Using the chalk as a pointer he made an x on the foul line. “You see a key here?” He looked directly at me. I thought about explaining how the basketball key was designed after the old skeleton key hole, but then I would have had to explain skeleton keys and why they were called skeleton keys and why would a skeleton need a key in the first place, so I dropped it.
Sopheap shuffled to the giant map of the United States hanging on a side wall. Sopheap pointed to Florida. “What’s this?” Smugness disappeared from his voice. This was a simple question. “Miami, Florida,” came a voice near the window. Sopheap nodded, and then ran his fingers along the black dots that trailed southward from Florida. “What’s this?” I looked around my classroom. Suddenly my 32 Double Jeopardy candidates went silent...
“The Florida Keys,” I offered lamely.
“And buttons on Computer?”
“Keys.” Three members of our volleyball team chorused.

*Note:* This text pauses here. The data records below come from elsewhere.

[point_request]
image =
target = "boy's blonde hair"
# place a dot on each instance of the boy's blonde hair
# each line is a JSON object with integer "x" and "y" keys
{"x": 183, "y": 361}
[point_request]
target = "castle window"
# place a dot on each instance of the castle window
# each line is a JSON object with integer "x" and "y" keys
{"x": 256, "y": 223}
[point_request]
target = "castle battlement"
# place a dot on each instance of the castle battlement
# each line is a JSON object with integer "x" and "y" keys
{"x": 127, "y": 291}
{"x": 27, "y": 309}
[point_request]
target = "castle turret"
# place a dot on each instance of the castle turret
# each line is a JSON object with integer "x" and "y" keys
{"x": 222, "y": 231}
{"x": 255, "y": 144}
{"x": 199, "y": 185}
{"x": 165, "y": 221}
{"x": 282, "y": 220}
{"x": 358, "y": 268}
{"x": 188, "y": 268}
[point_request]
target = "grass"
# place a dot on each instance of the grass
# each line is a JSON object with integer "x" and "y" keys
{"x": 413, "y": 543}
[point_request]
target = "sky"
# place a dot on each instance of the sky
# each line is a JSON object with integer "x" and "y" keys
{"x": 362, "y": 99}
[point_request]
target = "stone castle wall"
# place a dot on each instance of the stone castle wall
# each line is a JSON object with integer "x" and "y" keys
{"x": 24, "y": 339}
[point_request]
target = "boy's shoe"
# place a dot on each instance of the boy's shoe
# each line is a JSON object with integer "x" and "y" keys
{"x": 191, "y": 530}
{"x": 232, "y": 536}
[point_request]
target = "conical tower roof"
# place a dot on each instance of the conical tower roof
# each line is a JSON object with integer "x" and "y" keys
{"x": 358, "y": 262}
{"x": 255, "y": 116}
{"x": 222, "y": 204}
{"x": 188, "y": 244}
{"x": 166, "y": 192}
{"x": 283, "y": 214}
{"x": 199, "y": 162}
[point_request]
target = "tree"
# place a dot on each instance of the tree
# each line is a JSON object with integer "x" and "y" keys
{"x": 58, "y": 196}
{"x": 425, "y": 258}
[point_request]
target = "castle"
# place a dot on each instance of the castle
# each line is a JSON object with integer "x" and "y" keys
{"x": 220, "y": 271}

Non-pulsed, Sopheap reached in his pocket, extracted a ring of house keys and jingled them above his head, “and these?”
“KEYS” the class shouted as one. Sopheap had a following. A definite future as a television evangelist.
He folded his arms across his diminutive chest and gave a triumphant ‘I-rest-my-case’ head bow. My class broke into applause and collective laughter.
"Well, done," I said.
Sopheap and I exchanged high fives just as the bell rang.